In ants and other social insects, social recognition relies on multicomponent chemical signatures, composed primarily of long-chain cuticular hydrocarbons. These signatures are colony specific and allow discrimination between nestmates and non-nestmates. Nevertheless, the mechanisms underlying detection, perception and information processing

of chemical signatures are poorly understood. It has been suggested that associative learning might play a role in nestmate recognition. We investigated whether Camponotus aethiops ants can associate a complete cuticular hydrocarbon profile, consisting of about 40 compounds, with a food reward and whether the new association, developed in an CH5183284 cell line appetitive context, affects aggression against non-nestmates carrying the hydrocarbon profile associated HM781-36B concentration with food. Individual ant workers were able to associate the non-nestmate chemical profile with food. However, conditioned

ants were still aggressive when encountering a non-nestmate carrying the odour profile used as training odour in our experiments. This suggests that ants, like some, but not all other insects, show interactions between different modalities (i.e. olfactory and visual), and can treat complex chemical cues differently, according to the context in which they are perceived. This plasticity ensures that learning in an appetitive context does not interfere with the crucial task of colony defence. (C) 2010 The Association for the Study of Animal Behaviour. Published by Elsevier Ltd. All rights reserved.”
“BackgroundDepletion

of the Ca2+ store by ryanodine receptor (RyR) agonists induces store-operated Ca2+ entry (SOCE). 4-Chloro-3-ethylphenol (4-CEP) and 4-chloro-m-cresol (4-CmC) are RyR agonists commonly used as research tools and diagnostic reagents for malignant hyperthermia.

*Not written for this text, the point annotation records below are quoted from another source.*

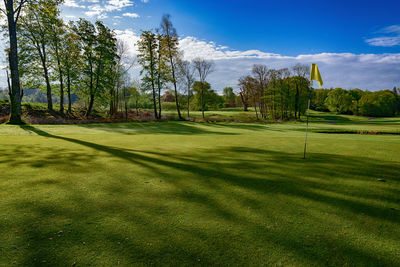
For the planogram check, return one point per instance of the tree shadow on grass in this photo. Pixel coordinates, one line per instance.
(168, 127)
(223, 185)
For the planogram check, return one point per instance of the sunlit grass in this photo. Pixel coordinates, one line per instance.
(183, 193)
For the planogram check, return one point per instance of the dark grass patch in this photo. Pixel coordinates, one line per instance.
(360, 132)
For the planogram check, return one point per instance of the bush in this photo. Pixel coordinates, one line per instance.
(168, 106)
(378, 104)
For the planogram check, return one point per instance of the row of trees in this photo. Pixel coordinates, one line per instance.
(85, 59)
(162, 65)
(276, 94)
(357, 102)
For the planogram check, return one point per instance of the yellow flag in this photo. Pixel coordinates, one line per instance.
(315, 75)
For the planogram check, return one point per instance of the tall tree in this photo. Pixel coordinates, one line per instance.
(56, 29)
(245, 86)
(203, 68)
(300, 71)
(147, 58)
(186, 74)
(12, 11)
(100, 57)
(172, 41)
(71, 61)
(35, 32)
(260, 73)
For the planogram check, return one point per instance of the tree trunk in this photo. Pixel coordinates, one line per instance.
(159, 94)
(202, 99)
(69, 92)
(176, 91)
(152, 80)
(188, 101)
(48, 87)
(245, 107)
(15, 94)
(91, 102)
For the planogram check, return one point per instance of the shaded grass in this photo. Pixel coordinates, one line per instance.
(197, 194)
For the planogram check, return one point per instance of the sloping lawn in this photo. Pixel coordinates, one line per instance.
(181, 193)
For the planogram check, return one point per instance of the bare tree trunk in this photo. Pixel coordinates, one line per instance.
(188, 101)
(15, 93)
(69, 92)
(202, 99)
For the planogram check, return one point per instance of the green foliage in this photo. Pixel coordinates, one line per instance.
(229, 97)
(318, 100)
(339, 101)
(212, 100)
(168, 106)
(378, 104)
(198, 194)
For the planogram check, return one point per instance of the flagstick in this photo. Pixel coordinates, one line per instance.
(305, 143)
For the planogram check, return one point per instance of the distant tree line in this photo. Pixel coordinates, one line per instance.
(276, 94)
(83, 63)
(357, 102)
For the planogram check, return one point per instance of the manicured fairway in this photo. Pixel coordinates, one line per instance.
(206, 194)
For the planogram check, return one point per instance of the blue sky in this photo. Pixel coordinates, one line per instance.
(356, 43)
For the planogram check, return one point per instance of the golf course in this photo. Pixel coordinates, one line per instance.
(180, 193)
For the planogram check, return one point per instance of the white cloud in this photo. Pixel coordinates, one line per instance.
(131, 15)
(73, 3)
(386, 41)
(347, 70)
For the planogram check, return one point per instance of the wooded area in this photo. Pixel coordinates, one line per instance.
(83, 63)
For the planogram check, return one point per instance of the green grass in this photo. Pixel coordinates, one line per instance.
(206, 194)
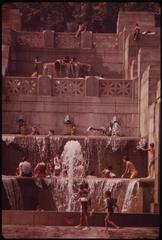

Here, we investigated the effects of 4-CEP and its analogues on SOCE. Experimental ApproachSOCE and ORAI1-3 buy Selonsertib currents were recorded by Ca2+ imaging and whole-cell patch recordings in rat L6 myoblasts and in HEK293 cells overexpressing STIM1/ORAI1-3. Key Results4-CEP induced a significant release of Ca2+ in rat L6 myoblasts, but inhibited SOCE. The inhibitory effect was concentration-dependent and more potent than its analogues 4-CmC and 4-chlorophenol (4-ClP). In the HEK293 T-REx cells overexpressing STIM1/ORAI1-3, 4-CEP inhibited the ORAI1, ORAI2 and ORAI3 currents evoked by thapsigargin. The 2-APB-induced ORAI3 current was also blocked by 4-CEP. This inhibitory effect was reversible and independent of the Ca2+ release. The two analogues, 4-CmC and 4-ClP, also inhibited the ORAI1-3 channels. Excised patch and intracellular application of 4-CEP demonstrated that the action site was located extracellularly.